Num despacho enviado, em julho ao ministro em julho de 2020, a que o DN teve também acesso, Seguro elencou um vasto conjunto de procedimentos sobre esta empreitada que lhe suscitavam suspeitas, "questões não esclarecidas, "informação incompleta", dando nota da dificuldade em obter informações do então diretor da DGRN.

Segundo a TSF, na auditoria, é referido que Alberto Coelho, ainda DGRDN, alegou que "os procedimentos administrativos foram validados previamente pela Secretaria-Geral do Ministério da Defesa Nacional ao abrigo de uma alínea do Decreto-Lei 10-A/2020".

A alínea em causa diz que "os pedidos de autorização da tutela financeira e setorial, quando exigíveis por lei, consideram-se tacitamente deferidos, na ausência de pronúncia, logo que decorridas 24 horas após remessa, por via eletrónica, à respetiva entidade pública com competência para os autorizar".
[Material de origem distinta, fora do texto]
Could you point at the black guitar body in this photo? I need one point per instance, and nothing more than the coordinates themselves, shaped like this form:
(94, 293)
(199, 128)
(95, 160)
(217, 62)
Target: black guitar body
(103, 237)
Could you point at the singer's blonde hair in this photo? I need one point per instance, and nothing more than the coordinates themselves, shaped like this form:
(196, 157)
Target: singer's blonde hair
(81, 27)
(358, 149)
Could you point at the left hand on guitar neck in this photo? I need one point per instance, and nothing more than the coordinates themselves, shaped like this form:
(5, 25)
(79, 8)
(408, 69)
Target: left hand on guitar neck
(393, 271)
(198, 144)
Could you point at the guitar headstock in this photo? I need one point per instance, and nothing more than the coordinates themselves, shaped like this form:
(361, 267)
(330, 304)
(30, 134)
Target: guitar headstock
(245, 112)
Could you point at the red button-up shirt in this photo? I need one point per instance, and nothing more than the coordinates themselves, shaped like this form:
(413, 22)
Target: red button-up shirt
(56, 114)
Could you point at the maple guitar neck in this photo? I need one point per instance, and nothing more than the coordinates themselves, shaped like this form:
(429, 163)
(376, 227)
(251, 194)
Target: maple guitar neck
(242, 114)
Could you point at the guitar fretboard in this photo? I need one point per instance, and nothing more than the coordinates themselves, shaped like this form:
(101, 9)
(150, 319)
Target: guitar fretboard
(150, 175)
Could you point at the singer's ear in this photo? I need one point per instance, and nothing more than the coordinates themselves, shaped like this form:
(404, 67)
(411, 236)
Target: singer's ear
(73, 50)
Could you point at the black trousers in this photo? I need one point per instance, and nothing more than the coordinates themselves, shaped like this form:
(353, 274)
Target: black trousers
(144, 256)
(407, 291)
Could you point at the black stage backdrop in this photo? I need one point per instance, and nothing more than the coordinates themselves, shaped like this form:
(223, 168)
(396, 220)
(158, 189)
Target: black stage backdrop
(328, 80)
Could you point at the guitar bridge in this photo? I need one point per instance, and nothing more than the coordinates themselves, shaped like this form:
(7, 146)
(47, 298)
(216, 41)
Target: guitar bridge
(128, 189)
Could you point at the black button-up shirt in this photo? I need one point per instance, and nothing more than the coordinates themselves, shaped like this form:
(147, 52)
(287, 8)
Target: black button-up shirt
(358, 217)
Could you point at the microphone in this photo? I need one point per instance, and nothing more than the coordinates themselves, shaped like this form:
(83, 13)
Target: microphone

No contraditório pedido pela Inspeção-Geral, Alberto Coelho nota que informou o ministro numa apresentação presencial sobre o início do procedimento e autorização para a realização de despesa, tendo recebido permissão da parte do ministro que num despacho de 20 de março de 2020 dava indicação para "avançar a todo o gás".

Mas a Inspeção entendeu que tem de haver um pedido formal de autorização de despesa e que "o avançar a todo o gás" presente no despacho é "uma mera orientação, não contendo as autorizações e as delegações de competências alegadas por aquela Direção-Geral".

Ao DN, quando confrontado com as informações contidas no memorando, que indicavam que Alberto Coelho tinha mesmo solicitado a respetiva autorização para despesas extra, a pedido do Exército, o Gabinete de João Cravinho refutou. "Não foram autorizados nem tão-pouco propostos ao governo trabalhos extra do Exército", declarou fonte oficial.

Resta ainda saber se o imóvel, em que foram investidos mais de três milhões de euros, será, tal como afirmou o Ministro, um investimento "que não se perde" e que vantagens trará ao Estado / Forças Armadas a sua anunciada cedência, por 50 anos, à Câmara Municipal de Lisboa e à Santa Casa da Misericórdia.

De acordo com a auditoria, as verbas despendidas saíram do orçamento da Lei para as Infraestruturas Militares (LIM)."Foi referido que o pagamento pela LIM ocorreu porque não havia orçamento de Estado disponível e que essa era a única fonte de financiamento disponível", lê-se no relatório, assinalando que estas despesas não podem ser afetas a esta lei.